The co-funding for the animal diseases eradication, control and monitoring programmes (hereinafter “veterinary programmes”) represents by far the largest amount of expenditure under the EU food safety budget. Over the period under evaluation, more than EUR 1,17 billion were spent by the EU -for co-funding the implementation of programmes targeting thirteen diseases. During these 7 years, all 27 Member States (MSs) (EU-25 until 31st December 2006) benefitted from EU contribution.

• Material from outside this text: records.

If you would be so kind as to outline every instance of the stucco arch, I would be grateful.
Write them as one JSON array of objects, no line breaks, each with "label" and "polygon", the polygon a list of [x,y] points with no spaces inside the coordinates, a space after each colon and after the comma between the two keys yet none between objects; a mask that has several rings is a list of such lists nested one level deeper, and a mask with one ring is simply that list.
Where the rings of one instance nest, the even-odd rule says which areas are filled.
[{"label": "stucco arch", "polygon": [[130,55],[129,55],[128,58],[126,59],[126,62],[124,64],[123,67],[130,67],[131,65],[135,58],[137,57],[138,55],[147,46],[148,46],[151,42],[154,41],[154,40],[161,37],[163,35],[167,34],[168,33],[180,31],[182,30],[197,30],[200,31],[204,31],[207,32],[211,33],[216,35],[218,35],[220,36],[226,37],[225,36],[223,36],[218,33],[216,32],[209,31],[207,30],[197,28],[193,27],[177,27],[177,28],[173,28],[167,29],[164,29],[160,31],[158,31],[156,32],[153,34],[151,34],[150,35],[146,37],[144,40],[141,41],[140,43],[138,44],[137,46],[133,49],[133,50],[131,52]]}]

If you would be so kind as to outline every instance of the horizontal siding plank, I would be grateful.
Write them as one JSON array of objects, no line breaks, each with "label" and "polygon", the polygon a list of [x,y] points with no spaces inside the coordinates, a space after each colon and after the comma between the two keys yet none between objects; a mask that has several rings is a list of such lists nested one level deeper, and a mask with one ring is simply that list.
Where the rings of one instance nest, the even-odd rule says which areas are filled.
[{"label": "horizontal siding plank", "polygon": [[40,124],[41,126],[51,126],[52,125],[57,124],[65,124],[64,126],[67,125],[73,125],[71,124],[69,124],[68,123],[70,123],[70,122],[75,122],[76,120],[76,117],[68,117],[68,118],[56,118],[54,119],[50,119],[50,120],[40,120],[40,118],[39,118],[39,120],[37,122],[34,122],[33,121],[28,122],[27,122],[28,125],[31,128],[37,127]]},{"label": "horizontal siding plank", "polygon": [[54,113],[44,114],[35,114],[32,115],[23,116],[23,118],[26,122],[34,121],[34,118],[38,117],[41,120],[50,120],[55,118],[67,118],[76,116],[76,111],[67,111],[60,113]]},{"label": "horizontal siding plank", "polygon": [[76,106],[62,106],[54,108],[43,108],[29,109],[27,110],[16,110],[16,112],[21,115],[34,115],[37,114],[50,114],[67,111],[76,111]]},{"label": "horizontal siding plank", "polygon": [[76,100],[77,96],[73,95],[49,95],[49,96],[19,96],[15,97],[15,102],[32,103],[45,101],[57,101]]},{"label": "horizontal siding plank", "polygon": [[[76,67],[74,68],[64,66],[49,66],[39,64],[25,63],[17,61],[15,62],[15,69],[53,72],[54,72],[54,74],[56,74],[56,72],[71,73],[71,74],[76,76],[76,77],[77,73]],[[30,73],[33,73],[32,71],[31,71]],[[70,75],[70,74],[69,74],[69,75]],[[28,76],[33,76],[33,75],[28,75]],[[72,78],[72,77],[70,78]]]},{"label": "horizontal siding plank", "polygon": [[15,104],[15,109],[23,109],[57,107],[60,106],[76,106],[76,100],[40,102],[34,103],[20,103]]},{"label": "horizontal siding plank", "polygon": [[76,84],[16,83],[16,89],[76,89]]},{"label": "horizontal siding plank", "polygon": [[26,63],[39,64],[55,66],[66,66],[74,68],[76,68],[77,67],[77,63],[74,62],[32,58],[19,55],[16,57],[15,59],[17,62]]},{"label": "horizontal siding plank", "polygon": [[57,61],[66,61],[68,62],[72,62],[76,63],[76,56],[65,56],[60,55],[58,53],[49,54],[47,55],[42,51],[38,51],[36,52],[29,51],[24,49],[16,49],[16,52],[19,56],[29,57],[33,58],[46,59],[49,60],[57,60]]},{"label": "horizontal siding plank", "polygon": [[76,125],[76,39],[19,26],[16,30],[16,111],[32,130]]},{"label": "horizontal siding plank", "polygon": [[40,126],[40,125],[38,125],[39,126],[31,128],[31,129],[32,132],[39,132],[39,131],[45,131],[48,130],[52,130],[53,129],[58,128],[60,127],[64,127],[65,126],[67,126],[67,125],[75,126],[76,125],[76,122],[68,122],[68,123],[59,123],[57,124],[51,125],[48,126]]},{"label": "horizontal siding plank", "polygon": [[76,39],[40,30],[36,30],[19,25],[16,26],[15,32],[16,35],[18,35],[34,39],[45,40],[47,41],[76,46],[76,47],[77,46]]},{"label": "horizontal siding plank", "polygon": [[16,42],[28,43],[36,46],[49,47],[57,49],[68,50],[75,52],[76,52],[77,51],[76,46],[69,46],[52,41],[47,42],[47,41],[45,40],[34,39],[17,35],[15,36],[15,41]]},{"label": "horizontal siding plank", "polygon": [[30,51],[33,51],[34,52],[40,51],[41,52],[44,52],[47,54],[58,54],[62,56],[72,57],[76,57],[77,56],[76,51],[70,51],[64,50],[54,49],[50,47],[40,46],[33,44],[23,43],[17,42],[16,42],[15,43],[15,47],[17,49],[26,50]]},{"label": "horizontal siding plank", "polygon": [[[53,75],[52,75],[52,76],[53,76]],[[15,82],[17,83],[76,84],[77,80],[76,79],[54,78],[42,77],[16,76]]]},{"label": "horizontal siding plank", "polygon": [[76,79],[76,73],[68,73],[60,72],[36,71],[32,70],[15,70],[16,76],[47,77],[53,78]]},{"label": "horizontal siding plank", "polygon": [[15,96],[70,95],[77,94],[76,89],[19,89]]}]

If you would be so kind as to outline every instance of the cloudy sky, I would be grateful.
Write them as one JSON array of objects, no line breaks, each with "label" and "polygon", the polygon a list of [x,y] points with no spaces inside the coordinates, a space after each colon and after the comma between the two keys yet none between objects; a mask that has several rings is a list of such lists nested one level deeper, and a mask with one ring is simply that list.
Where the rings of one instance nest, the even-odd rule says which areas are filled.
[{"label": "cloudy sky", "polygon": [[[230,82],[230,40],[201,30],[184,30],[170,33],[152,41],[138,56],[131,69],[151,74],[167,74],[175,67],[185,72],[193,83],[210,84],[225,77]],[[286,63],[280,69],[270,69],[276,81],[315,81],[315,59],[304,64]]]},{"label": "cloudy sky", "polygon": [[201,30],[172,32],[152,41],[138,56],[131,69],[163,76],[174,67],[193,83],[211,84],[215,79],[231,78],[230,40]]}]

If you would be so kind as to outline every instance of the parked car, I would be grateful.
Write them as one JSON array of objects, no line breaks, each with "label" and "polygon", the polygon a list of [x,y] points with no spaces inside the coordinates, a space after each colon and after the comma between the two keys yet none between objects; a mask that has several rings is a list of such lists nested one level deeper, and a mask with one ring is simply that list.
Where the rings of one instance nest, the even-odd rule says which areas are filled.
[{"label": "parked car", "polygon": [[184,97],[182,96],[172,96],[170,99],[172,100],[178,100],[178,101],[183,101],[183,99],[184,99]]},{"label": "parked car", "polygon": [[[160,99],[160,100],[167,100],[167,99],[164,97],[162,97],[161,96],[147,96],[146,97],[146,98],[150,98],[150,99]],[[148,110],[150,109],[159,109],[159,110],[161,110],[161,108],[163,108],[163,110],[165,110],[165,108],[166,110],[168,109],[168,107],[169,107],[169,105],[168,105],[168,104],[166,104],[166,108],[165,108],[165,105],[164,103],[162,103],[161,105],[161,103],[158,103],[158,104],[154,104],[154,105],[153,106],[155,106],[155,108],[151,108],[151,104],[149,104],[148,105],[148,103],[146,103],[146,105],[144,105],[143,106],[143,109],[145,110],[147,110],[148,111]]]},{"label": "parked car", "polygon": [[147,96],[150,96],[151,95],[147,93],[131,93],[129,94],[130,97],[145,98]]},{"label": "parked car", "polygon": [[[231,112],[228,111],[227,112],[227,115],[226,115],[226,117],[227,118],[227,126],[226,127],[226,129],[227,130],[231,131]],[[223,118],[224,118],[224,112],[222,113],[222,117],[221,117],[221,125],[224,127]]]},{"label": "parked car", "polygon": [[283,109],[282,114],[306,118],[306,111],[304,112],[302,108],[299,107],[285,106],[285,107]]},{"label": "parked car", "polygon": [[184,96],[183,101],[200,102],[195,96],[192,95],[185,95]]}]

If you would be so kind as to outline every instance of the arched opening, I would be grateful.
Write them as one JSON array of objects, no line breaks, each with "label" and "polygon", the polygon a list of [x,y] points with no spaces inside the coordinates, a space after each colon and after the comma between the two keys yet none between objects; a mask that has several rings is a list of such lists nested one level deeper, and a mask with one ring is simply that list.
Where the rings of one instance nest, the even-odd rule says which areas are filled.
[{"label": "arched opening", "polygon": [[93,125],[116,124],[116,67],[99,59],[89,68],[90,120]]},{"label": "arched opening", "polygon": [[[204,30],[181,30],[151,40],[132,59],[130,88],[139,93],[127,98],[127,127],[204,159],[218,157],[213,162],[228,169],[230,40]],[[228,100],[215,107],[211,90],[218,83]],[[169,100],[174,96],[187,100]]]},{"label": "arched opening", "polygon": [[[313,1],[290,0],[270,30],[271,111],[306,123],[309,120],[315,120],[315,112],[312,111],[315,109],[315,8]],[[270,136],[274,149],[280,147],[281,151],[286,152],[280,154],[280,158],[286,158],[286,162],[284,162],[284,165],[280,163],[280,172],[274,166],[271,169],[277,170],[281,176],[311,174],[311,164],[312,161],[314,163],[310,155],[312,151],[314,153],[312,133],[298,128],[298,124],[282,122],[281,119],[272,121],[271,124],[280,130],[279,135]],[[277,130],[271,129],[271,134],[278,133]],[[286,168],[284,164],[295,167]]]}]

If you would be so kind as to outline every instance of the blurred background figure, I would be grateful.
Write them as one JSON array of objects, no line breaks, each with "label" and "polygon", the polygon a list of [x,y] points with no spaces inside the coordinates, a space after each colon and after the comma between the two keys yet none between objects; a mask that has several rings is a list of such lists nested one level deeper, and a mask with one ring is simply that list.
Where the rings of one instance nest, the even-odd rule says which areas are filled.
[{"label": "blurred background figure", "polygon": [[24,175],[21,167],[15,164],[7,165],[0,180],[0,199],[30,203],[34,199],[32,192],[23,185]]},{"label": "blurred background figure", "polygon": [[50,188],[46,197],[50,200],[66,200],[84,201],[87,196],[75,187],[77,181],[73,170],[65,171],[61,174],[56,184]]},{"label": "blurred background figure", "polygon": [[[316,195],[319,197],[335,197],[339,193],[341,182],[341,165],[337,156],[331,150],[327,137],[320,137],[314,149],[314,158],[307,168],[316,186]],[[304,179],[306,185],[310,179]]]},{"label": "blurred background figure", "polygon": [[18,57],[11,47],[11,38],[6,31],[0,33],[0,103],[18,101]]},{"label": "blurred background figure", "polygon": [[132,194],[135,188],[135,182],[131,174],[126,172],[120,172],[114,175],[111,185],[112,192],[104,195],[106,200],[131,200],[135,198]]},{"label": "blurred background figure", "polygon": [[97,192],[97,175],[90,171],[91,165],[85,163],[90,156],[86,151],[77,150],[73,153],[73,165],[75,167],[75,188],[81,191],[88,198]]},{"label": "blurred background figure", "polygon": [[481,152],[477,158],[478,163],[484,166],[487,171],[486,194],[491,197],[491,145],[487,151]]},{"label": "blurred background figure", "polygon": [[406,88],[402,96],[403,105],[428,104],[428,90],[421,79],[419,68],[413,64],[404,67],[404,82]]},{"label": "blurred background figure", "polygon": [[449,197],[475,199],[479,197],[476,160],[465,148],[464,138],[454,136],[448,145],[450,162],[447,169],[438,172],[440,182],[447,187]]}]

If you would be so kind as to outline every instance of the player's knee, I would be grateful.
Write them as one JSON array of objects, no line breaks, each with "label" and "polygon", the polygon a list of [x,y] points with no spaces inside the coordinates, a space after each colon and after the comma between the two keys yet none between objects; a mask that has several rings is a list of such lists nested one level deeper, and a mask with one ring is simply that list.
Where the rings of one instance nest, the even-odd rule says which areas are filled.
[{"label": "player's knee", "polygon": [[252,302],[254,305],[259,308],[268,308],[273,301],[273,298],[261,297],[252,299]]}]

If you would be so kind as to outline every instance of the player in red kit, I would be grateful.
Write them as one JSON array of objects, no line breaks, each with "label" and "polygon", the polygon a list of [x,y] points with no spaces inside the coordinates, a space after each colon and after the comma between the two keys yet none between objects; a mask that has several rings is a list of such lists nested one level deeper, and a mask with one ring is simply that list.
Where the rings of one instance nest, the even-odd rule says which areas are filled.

In spite of some areas of concern, the veterinary programmes continue to play a crucial role in the effective management of the targeted animal diseases, by ensuring disease surveillance and eradication, better targeting of the control of trans-boundary diseases of high EU relevance as well as prevention and rapid reaction to emerging and re-emerging animal diseases, which are a cornerstone of the EU Animal Health Strategy. This, in turn, offers clear net economic benefits to the relevant sectors of the EU economy and to the smooth functioning of the single market, as well as the protection of consumers and public health (in the case of zoonosis), which represent key public goods for EU society.
Taking into account future threats and challenges of the EU co-financed veterinary programmes, the analysis conducted allows a certain number of conclusions on future actions needed to improve the management of the programmes, notably: better prioritisation, reduction of costs for managing the programmes for both the Commission and the MSs, improvement of design, implementation and cost-effectiveness analysis of the EU co-financed veterinary programmes.
The summary report on the outcome of the EU co-financed animal disease eradication and monitoring programmes (PERIOD 2007-2011)
Comes to update the report for the period for 2005-2009.